Question

The standard enthalpies of formation of $C{O}_2\left(g\right)$, $H_{2}O\left(l\right)$ and glucose(s) at ${25}^o$C are $-400$ kJ/mol, $-300$ kJ/mol and $-1300$ kJ/mol, respectively.
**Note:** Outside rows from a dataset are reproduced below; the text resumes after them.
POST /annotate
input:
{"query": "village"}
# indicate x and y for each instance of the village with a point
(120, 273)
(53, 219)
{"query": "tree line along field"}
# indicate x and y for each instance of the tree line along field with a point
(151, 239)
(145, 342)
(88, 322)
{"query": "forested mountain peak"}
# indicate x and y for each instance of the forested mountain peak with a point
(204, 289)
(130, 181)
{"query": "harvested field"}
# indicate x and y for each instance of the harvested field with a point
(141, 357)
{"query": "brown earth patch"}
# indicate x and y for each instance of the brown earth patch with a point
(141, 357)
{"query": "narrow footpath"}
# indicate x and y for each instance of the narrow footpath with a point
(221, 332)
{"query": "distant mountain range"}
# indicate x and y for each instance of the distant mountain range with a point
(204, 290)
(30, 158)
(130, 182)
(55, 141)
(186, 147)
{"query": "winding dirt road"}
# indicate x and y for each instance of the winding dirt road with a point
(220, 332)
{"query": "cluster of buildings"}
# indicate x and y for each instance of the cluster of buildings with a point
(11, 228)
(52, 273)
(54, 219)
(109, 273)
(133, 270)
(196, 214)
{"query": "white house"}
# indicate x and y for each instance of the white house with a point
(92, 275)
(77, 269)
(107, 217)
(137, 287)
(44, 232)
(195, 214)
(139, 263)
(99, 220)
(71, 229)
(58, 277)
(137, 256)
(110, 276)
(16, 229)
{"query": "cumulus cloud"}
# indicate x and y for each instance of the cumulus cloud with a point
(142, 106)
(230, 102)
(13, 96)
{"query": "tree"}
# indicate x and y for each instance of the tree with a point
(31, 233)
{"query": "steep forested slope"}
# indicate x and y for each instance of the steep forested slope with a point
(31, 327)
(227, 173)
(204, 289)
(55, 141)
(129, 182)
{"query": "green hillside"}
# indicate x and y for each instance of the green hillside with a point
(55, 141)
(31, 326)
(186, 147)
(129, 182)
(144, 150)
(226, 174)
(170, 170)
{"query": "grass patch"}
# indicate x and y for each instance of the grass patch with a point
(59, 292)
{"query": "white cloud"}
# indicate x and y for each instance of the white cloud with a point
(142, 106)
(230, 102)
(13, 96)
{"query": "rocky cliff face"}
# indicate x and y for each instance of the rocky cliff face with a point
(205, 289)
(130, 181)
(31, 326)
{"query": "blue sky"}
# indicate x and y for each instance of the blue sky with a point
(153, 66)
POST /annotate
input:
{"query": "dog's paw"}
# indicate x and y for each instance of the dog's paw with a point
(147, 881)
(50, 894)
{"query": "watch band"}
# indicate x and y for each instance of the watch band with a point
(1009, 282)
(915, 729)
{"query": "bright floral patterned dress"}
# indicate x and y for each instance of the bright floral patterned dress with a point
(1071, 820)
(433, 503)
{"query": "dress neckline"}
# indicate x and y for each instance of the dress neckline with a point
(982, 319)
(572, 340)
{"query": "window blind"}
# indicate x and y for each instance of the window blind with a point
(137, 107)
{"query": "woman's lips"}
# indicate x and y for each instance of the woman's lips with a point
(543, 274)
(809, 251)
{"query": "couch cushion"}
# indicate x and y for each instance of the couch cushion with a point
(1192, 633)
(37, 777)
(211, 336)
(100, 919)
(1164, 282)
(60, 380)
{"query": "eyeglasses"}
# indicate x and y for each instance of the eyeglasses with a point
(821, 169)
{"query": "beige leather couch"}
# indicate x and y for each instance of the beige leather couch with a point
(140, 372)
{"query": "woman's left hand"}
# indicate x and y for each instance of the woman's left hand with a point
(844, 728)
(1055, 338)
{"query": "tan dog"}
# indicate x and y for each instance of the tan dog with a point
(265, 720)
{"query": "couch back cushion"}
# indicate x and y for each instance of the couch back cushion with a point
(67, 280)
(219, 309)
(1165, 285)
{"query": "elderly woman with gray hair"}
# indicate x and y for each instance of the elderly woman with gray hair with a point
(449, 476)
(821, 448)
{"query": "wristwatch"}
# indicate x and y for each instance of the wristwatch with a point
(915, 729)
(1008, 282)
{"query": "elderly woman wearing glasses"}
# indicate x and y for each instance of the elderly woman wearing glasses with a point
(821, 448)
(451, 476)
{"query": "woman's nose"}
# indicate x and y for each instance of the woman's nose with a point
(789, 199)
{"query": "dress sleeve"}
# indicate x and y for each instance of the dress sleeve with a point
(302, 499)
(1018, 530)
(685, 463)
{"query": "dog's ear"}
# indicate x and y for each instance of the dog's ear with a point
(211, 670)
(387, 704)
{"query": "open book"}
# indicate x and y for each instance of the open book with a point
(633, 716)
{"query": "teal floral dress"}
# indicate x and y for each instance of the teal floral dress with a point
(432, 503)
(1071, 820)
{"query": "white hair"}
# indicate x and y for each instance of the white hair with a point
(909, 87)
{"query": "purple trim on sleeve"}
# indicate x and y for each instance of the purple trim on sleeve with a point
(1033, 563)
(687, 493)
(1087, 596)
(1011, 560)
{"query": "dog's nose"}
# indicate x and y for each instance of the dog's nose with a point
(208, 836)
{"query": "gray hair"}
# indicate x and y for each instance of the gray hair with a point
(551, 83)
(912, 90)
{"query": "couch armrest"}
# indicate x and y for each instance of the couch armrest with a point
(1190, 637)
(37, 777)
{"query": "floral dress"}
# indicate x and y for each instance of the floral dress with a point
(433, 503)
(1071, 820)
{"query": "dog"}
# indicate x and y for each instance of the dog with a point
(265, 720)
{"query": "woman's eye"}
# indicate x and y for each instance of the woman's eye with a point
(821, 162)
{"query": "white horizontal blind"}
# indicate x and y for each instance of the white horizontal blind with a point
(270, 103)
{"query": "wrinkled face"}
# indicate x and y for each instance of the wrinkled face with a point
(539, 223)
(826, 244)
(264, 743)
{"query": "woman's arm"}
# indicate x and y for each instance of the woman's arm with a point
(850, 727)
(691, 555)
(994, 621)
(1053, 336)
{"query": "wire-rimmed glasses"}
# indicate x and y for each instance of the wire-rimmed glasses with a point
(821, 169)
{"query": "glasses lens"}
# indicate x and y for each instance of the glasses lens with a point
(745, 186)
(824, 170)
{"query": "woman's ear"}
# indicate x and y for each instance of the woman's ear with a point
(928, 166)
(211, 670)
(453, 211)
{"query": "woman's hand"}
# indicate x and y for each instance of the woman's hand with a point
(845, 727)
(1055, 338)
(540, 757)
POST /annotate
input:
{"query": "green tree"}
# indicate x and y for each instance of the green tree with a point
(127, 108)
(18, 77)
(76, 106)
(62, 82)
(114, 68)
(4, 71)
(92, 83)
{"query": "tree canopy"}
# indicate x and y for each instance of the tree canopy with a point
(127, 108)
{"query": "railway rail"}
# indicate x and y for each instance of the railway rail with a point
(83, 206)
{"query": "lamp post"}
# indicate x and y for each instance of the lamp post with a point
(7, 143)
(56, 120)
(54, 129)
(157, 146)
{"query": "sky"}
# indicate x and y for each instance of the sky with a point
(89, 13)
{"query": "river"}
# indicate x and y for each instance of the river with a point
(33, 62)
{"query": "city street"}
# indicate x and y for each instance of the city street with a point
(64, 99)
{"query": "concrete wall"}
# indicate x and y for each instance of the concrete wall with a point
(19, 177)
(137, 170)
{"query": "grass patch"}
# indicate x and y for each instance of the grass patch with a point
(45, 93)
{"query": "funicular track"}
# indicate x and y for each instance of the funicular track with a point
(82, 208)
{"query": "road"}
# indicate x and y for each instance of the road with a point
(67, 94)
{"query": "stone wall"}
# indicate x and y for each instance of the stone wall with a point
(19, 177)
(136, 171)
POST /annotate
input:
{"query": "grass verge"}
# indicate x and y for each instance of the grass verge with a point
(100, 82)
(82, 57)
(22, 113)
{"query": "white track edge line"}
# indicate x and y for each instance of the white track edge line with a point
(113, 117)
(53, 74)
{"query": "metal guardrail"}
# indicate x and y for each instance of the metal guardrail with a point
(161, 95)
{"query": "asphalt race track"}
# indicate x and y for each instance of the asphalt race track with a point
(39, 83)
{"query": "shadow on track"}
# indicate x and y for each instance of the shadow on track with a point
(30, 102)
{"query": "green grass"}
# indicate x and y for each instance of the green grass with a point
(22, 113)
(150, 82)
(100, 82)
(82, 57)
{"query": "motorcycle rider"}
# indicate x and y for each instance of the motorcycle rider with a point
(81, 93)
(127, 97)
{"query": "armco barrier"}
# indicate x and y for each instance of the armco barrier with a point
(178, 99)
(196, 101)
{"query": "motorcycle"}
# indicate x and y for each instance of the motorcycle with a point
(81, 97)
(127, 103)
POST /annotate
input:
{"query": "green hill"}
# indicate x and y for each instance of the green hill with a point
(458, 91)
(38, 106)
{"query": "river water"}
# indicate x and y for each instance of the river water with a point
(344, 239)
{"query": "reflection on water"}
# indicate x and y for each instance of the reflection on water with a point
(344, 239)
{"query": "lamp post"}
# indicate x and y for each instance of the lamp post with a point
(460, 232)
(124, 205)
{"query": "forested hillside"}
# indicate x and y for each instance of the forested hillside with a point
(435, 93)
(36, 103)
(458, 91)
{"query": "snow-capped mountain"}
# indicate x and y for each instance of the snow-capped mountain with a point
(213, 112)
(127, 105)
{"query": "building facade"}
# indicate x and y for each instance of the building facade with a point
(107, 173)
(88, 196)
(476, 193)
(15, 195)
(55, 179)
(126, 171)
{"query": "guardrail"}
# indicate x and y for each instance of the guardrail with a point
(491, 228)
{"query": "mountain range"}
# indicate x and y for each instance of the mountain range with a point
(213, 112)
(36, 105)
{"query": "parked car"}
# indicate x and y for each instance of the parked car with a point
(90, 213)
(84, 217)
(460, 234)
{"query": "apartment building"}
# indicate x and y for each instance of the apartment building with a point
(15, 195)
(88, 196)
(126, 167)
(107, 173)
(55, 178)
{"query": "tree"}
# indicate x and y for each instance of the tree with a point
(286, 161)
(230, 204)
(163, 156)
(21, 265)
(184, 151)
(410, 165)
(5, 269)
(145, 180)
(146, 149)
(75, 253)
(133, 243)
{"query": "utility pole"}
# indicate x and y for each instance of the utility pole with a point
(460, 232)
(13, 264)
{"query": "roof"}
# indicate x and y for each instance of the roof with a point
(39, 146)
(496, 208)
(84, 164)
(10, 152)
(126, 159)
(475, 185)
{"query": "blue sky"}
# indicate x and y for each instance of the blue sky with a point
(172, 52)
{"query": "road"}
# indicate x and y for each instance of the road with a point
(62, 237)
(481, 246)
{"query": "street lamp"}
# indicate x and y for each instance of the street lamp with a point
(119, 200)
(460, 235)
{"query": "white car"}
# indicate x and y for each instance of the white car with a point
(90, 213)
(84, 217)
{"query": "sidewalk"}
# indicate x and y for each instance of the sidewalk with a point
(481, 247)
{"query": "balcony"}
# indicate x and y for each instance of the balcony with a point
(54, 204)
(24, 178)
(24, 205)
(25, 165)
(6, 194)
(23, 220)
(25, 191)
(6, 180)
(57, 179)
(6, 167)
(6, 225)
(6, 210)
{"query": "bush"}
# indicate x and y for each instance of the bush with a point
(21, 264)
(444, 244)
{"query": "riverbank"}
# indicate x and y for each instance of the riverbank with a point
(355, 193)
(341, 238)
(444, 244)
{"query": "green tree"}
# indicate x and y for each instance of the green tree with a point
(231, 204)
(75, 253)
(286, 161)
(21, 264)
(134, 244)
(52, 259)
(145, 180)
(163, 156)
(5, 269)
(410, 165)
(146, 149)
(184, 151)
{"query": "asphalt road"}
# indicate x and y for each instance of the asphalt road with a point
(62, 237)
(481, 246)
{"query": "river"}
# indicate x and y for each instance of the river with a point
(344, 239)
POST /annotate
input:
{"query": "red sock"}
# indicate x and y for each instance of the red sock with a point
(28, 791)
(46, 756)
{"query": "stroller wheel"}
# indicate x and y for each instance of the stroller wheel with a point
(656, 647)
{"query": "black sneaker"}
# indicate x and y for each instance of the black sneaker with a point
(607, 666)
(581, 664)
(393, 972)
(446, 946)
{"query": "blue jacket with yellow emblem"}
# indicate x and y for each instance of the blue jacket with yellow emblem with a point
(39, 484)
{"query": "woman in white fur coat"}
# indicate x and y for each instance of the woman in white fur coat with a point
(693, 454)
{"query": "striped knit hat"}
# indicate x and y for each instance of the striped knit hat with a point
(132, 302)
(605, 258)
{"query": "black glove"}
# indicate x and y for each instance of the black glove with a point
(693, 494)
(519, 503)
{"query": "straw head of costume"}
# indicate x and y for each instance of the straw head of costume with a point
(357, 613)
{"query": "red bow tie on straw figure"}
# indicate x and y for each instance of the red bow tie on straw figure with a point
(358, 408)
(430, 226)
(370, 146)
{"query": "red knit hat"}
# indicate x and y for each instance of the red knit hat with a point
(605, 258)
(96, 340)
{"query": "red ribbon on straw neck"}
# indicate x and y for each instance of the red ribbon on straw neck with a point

The standard enthalpy of combustion per gram of glucose at ${25}^o$C is:

• A. $+2900$ kJ
• B. $-2900$ kJ
• C. $-16.11$ kJ
• D. $+16.11$ kJ

Answer 1

The correct option is C $-16.11$ kJ

Solution:- (C) $-16.11kJ$

Combustion of glucose-

${C_6{H}_{12}{O}_6}_{\left(s\right)}+6{O_2}_{\left(g\right)}⟶6{C{O}_2}_{\left(g\right)}+6{H_{2}O}_{\left(l\right)}$

$\Delta H^0={\sum \Delta {H^0}_f}_{\left(product\right)}-{\sum \Delta {H^0}_f}_{\left(reactant\right)}$

$\therefore \Delta H^0=(6\times (-400)+6\times (-300))-(-1300+0)$

$\Rightarrow \Delta H^0=-4200+1300=-2900kJ/mol$

Now,

$\Delta H^0\left(kJ/gm\right)=\frac{\Delta H^0\left(kJ/mol\right)}{\text{Mol. wt.}\left(\text{in gm}\right)}$

Molecular weight of glucose $=180gm$

$\therefore \Delta H^0\left(kJ/gm\right)=\frac{-2900}{180}=-16.11kJ/gm$

Hence the standard enthalpy of combustion per gram of glucose at $25℃$ is $-16.11kJ$.